Trotz vieler ungelöster Probleme drängt die Atombranche auf ein Wiederhochfahren der zurzeit stillgelegten 48 Reaktoren im Land (Asienspiegel berichtete). Die Regierung in Tokio unterstützt derweil den Export der heimischen Nukleartechnologie in aufstrebende Länder wie die Türkei, Vietnam, Jordanien, Indien oder Saudiarabien (Asienspiegel berichtete).

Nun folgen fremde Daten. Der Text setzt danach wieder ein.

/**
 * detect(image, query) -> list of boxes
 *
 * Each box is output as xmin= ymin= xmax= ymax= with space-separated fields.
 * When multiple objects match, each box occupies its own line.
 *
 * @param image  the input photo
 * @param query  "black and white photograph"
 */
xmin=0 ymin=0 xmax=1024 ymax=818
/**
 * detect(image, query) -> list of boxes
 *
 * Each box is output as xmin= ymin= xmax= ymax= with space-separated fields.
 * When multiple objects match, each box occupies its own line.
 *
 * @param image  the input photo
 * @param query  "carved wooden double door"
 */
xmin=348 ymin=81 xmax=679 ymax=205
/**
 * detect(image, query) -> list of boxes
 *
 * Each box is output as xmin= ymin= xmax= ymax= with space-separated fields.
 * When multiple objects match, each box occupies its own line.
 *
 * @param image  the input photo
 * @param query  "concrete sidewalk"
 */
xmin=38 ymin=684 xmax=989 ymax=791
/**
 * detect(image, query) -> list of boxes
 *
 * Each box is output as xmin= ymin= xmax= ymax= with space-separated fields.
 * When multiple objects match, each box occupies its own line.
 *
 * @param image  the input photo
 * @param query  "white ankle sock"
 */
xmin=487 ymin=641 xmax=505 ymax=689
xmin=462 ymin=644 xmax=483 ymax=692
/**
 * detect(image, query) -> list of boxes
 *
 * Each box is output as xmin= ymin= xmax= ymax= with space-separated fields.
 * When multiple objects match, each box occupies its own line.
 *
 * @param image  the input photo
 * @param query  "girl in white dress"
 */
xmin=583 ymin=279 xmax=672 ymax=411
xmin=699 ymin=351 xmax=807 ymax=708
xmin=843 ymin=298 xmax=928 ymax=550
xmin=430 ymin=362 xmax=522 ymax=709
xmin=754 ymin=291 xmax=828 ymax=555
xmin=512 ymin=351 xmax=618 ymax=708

In der Türkei wird Japans Atombauer Mitsubishi am AKW-Bau in Sinop beteiligt sein (Asienspiegel berichtete), in Vietnam sollen es bis 2020 gleich zwei Atomkraftwerke japanischer Herkunft werden (Asienspiegel berichtete).
Widerstand der Journalisten und Filmemacher
Nicht alle in Japan sind jedoch bereit, dieses Vorgehen der Politik einfach so hinzunehmen. Das unabhängige Fotojournalismus-Magazin Days Japan hat am Hiroshima-Gedenktag in einer ungewöhnlichen Aktion in der vietnamesischen Zeitung Viet Nam News ein ganzseitiges Anti-AKW-Inserat geschaltet.

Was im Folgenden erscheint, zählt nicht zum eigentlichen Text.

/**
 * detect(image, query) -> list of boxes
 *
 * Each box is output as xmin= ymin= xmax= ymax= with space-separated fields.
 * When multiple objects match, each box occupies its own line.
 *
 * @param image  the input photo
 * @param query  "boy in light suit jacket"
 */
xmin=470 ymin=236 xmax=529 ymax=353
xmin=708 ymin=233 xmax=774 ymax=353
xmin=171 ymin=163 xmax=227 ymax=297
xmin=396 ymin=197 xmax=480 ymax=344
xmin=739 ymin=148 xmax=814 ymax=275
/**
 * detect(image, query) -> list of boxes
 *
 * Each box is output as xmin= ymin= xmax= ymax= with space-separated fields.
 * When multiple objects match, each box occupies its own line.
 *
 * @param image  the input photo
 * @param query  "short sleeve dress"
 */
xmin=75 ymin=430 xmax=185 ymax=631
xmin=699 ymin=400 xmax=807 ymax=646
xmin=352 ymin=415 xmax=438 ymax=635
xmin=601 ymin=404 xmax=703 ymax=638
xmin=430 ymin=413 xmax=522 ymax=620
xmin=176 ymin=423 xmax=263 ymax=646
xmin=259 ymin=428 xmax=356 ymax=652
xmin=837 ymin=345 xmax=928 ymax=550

«Aufgrund der immensen Gefahren sind die Japaner gegen den japanischen Export der Nukleartechnologie», steht in grossen Lettern geschrieben. Im Hintergrund ist ein zerstörter Reaktor des AKW Fukushima zu sehen.
In einem kurzen Text stellt Days Japan seinen Standpunkt dar: «Geschätzte 150’000 Menschen leben wegen der Nuklearkatastrophe noch immer in temporären Unterkünften, rund die Hälfte der Grundschüler in den umliegenden Dörfern dürfen nicht draussen spielen.»

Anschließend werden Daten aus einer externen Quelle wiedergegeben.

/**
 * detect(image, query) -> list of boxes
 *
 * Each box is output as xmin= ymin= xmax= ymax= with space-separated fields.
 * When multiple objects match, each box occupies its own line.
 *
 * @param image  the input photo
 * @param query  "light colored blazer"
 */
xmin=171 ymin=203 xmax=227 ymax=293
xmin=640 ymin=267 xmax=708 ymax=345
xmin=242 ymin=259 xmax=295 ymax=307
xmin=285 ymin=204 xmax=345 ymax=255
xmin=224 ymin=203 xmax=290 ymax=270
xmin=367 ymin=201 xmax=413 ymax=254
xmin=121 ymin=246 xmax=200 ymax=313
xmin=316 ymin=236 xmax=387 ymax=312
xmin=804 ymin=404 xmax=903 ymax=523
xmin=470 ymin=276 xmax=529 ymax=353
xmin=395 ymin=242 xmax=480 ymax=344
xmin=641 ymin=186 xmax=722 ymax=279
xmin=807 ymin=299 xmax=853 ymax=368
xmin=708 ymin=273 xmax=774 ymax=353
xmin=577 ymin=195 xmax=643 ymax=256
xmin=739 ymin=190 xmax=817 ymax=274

Das Inserat macht weiter auf die Wasserverschmutzung im AKW sowie die regelmässigen Demonstrationen vor der Parlamentsgebäude aufmerksam und schliesst mit den Worten: «Sind Sie sich im Klaren, dass die Gefahr der AKW Ihnen Ihr geliebtes Haus berauben kann? Und dies für alle Zeiten.»
Inserate in drei Ländern
Das Inserat überrascht insofern, dass die vietnamesischen Medien gewöhnlich einer Pressezensur unterliegen, gerade wenn es um Themen geht, die dem Standpunkt der Regierung entgegengesetzt sind. Die geringe Auflage von 20’000 Stück und die Tatsache, dass Viet Nam News eine englischsprachige Zeitung ist, mögen dazu beitragen, dass die Behörden hier ein Auge zudrücken.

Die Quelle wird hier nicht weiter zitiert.